Presidente projeta clube como ‘monstro das Américas’, critica gestão de rivais e diz que Rubro-Negro terá maior poder de gasto até 2029

O Flamengo apresentou, na noite de terça-feira (23), no salão nobre da Gávea, um balanço do primeiro ano da atual gestão. 

Durante encontro com sócios, o presidente Luiz Eduardo Baptista, o Bap, detalhou ações administrativas, apresentou números financeiros e projetou um cenário em que o clube seguirá como associação até pelo menos 2029, sem adotar o modelo de Sociedade Anônima do Futebol (SAF).

Segundo o dirigente, a tendência no futebol nacional é que os principais clubes migrem para o formato empresarial nos próximos anos, exceção feita ao Rubro-Negro. Bap afirmou que vê dirigentes utilizando dificuldades financeiras como argumento para a venda do controle dos clubes e criticou a entrada de investidores que classificou como “aventureiros”.

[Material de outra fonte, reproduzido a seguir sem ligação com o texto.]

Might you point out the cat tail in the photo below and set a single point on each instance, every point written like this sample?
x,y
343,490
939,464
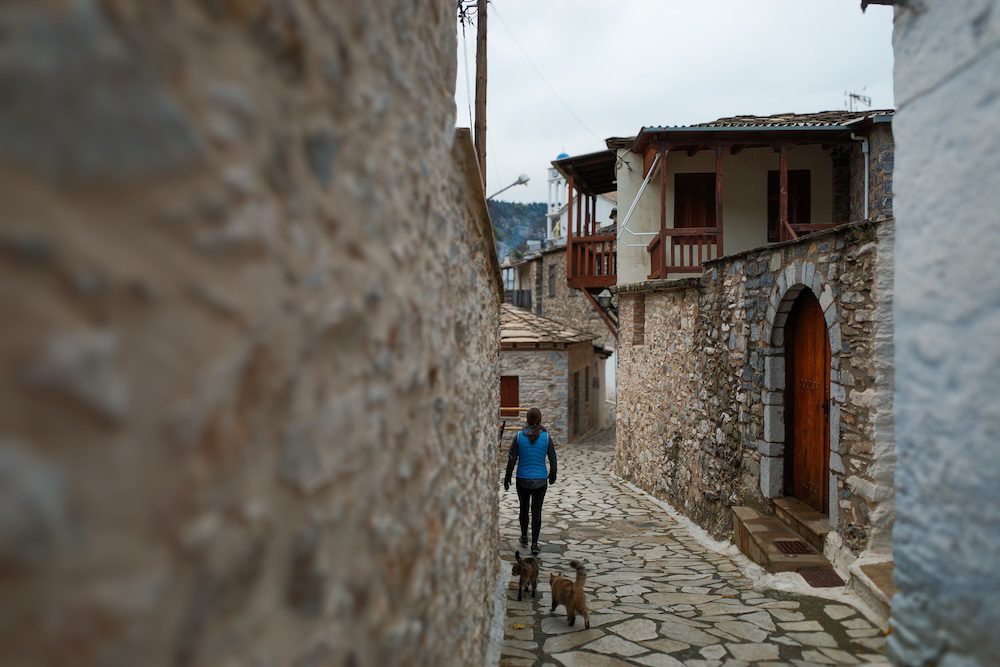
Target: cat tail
x,y
581,575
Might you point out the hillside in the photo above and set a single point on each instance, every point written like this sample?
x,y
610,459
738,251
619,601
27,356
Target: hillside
x,y
516,222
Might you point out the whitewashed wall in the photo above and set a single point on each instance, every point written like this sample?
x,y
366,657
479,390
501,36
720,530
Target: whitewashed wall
x,y
947,203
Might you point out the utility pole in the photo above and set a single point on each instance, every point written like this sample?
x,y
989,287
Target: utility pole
x,y
480,132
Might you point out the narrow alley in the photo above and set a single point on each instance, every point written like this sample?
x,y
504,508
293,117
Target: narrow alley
x,y
656,595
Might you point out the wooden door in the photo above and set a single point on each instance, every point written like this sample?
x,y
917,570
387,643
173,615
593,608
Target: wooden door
x,y
807,403
576,403
510,395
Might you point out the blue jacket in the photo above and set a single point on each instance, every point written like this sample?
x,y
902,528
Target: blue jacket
x,y
530,457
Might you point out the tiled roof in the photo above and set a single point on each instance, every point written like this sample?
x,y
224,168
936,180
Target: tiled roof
x,y
521,327
817,119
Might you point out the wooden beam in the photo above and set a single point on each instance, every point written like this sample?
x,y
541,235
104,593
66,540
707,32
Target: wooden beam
x,y
480,132
569,229
600,311
787,233
718,199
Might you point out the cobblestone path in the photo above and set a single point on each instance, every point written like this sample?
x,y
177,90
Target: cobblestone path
x,y
657,597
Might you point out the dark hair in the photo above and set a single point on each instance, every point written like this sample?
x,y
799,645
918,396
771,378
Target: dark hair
x,y
534,423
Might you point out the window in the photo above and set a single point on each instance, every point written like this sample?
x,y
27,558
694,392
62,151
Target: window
x,y
639,320
799,200
694,200
510,395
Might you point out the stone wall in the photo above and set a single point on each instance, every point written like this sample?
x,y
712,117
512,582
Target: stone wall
x,y
582,360
248,409
700,400
947,535
569,305
542,382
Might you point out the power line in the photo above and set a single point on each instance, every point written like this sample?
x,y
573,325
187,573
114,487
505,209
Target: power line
x,y
540,75
468,86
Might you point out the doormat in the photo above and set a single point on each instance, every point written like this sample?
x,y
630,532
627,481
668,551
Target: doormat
x,y
793,547
821,577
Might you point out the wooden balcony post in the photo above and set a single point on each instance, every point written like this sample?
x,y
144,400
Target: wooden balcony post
x,y
663,212
718,199
569,229
783,192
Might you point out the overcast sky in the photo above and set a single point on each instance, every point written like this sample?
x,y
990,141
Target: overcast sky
x,y
612,66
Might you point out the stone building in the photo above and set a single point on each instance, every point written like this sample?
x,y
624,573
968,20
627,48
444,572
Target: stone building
x,y
754,266
248,412
538,283
947,535
558,369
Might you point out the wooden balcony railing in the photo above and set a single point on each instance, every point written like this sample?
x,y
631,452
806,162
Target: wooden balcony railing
x,y
593,261
519,298
682,250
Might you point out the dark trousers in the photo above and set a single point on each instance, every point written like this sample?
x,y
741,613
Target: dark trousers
x,y
531,498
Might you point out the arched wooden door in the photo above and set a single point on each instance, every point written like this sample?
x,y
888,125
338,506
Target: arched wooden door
x,y
807,403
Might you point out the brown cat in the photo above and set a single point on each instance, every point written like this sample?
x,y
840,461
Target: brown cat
x,y
570,593
527,569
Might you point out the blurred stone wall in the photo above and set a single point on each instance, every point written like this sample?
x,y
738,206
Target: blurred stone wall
x,y
250,345
700,416
946,540
543,384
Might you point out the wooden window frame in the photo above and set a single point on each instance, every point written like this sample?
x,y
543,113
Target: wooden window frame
x,y
799,200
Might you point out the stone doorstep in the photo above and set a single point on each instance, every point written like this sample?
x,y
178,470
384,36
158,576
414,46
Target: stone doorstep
x,y
872,581
755,536
811,525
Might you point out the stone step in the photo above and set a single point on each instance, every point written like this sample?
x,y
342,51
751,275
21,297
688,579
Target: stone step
x,y
871,579
755,535
804,520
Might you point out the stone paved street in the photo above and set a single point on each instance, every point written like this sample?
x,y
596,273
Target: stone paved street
x,y
657,597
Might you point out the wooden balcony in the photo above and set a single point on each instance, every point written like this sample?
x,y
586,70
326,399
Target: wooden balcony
x,y
592,261
683,250
519,298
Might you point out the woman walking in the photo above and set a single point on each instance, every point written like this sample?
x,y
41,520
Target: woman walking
x,y
531,446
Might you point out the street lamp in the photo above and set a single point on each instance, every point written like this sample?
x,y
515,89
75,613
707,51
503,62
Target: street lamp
x,y
521,180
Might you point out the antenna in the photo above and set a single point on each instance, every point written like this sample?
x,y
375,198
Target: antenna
x,y
853,101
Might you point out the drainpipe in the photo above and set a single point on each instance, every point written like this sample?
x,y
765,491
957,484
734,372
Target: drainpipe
x,y
864,152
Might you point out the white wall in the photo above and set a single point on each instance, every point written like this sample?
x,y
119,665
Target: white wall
x,y
744,198
947,309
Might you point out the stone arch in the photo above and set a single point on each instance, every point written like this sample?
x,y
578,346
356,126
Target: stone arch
x,y
798,276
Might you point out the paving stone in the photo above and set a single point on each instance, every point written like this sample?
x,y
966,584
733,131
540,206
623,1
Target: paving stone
x,y
564,643
686,633
753,652
715,652
615,645
658,660
580,659
666,645
803,626
813,638
741,630
637,630
838,611
656,596
841,657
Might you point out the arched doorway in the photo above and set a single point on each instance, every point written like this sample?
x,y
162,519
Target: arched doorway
x,y
807,403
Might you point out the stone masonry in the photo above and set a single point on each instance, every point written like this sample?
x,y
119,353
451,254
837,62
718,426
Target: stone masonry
x,y
946,540
542,382
700,420
249,404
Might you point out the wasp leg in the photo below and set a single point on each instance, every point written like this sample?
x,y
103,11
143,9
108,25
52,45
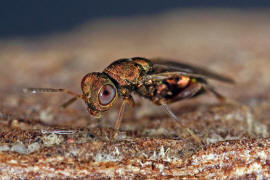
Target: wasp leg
x,y
192,90
120,116
210,88
174,117
68,103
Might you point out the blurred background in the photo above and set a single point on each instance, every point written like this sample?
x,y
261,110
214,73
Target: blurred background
x,y
38,18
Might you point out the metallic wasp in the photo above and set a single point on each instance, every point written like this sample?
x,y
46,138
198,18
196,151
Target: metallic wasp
x,y
160,80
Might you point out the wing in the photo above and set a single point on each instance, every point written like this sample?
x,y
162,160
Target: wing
x,y
163,68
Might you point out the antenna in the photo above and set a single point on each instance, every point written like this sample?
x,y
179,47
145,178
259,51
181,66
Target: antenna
x,y
50,90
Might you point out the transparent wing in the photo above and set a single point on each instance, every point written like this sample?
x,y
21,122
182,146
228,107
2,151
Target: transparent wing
x,y
165,68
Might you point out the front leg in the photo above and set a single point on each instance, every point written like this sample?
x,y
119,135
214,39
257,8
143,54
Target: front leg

No encontro, o presidente citou exemplos de clubes que, em sua avaliação, acabaram transferindo o controle para mecenas após endividamento crescente. Ele também alertou para a presença de grandes grupos internacionais no futebol e defendeu cautela diante de aportes bilionários, afirmando que o Flamengo precisa estar preparado para competir nesse cenário sem abrir mão de sua estrutura associativa.

Bap destacou ainda os resultados esportivos e financeiros da temporada. Em 2025, o Flamengo conquistou o Campeonato Carioca, a Supercopa do Brasil, o Campeonato Brasileiro e a Copa Libertadores, alcançando um faturamento superior a R$ 2 bilhões. De acordo com o dirigente, a receita recorrente do clube gira em torno de R$ 1,4 bilhão, o que garante estabilidade mesmo em temporadas sem títulos.

Diante desse quadro, o presidente afirmou que o Flamengo pretende liderar os investimentos no mercado da bola nas próximas janelas de transferências. Em tom de provocação aos rivais, especialmente ao Palmeiras, Bap garantiu que o Rubro-Negro não permitirá que outro clube brasileiro gaste mais em reforços, reforçando o objetivo de transformar o Flamengo em uma potência econômica e esportiva no continente.